Crime insurance, also known as fidelity insurance or employee dishonesty insurance, is designed to protect businesses against financial losses resulting from criminal acts committed by employees or third parties. It typically covers the following:
- Employee dishonesty: Losses due to employee theft, embezzlement, or fraudulent activities.
- Forgery or alteration: Losses resulting from forged or altered financial instruments.
- Computer fraud: Losses caused by fraudulent computer-related activities, such as hacking or funds transfer fraud.
- Funds transfer fraud: Losses arising from unauthorized electronic funds transfers.
- Counterfeit money: Losses due to the acceptance of counterfeit currency.
Cyber insurance, also referred to as cybersecurity insurance or data breach insurance, is designed to protect businesses against losses resulting from cyber threats and data breaches. It typically covers the following:
- Data breaches: Costs associated with data breaches, including forensic investigations, customer notification, credit monitoring, and potential legal liabilities.
- Cyber extortion: Coverage for expenses related to ransomware attacks or other forms of cyber extortion.

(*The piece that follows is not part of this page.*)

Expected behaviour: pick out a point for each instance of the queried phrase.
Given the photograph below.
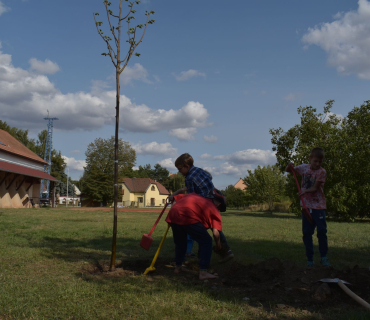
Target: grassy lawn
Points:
(48, 258)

- Business interruption: Losses resulting from system disruptions or downtime caused by cyber incidents.
- Privacy liability: Legal costs and damages resulting from violations of privacy regulations or laws.

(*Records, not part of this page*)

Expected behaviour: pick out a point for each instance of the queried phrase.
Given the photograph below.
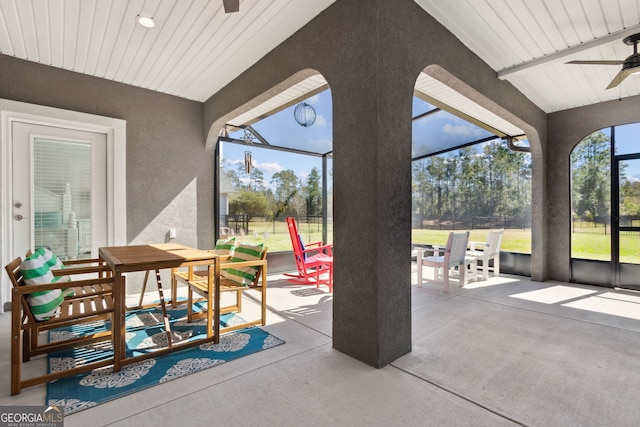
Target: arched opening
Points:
(274, 161)
(471, 170)
(605, 208)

- Network security liability: Coverage for legal costs and damages arising from third-party claims related to network security failures.
While there can be some overlap between crime insurance and cyber insurance, they primarily cover different types of risks. Crime insurance focuses on financial losses resulting from criminal acts by employees and external parties. It includes coverage for employee dishonesty, fraud, forgery, and other forms of traditional criminal activities.

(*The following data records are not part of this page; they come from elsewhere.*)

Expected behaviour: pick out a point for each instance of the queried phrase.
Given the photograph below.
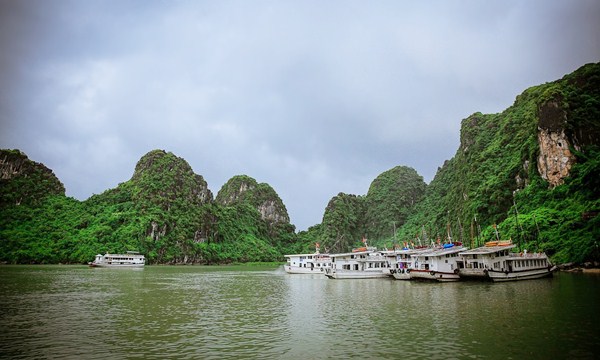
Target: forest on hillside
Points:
(529, 173)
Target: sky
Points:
(312, 97)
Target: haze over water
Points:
(262, 312)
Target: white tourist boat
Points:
(361, 263)
(404, 262)
(522, 266)
(131, 259)
(392, 265)
(441, 264)
(479, 261)
(307, 263)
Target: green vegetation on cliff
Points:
(513, 169)
(166, 211)
(530, 172)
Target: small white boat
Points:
(441, 264)
(522, 266)
(362, 263)
(132, 259)
(479, 261)
(307, 263)
(404, 262)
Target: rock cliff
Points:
(23, 181)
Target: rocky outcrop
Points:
(555, 158)
(164, 179)
(23, 181)
(242, 188)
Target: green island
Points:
(529, 173)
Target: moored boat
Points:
(361, 263)
(479, 261)
(307, 263)
(404, 262)
(522, 266)
(131, 259)
(441, 264)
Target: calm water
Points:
(253, 312)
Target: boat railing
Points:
(527, 255)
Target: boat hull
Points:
(480, 274)
(434, 275)
(538, 273)
(342, 274)
(300, 270)
(401, 274)
(117, 265)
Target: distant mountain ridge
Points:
(530, 172)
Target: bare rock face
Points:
(23, 181)
(555, 159)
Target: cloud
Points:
(313, 98)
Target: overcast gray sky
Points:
(311, 97)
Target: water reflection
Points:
(242, 312)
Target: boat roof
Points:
(311, 254)
(442, 251)
(354, 253)
(482, 250)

On the other hand, cyber insurance specifically addresses risks related to cyber threats, data breaches, and other cyber incidents. It covers costs associated with data breaches, cyber extortion, business interruption, and liabilities arising from privacy or network security failures.
However, there can be scenarios where the two types of insurance overlap. For example, if a cyber incident involves employee fraud or embezzlement, both crime insurance and cyber insurance may come into play to cover different aspects of the loss. In such cases, it's essential for businesses to carefully review their insurance policies and consult with their insurance providers to understand the extent of coverage and any potential gaps.
Business Need Both Kinds of Coverage
These two types of risks are the largest overlap between the two types of insurance policy because both risks involve criminal activity and direct losses but also occur in cyberspace and incur indirect losses.
Outside of instances where the policies overlap, the clearest way to delineate what event will trigger which type of coverage is to define if the loss was direct or indirect, tangible or intangible. But even that isn’t 100% accurate.
That’s why having both types of coverage is essential. With both policies, an organization has the broadest protection possible. In some instances, double coverage will provide additional protection for those instances of overlap, like with social engineering and FTF.
It's worth noting that the specific coverage and terms of insurance policies can vary widely depending on the insurance provider and the policy itself. Therefore, it's crucial to review the policy documents and consult with an insurance professional to understand the precise coverage offered by each type of insurance and any potential areas of overlap.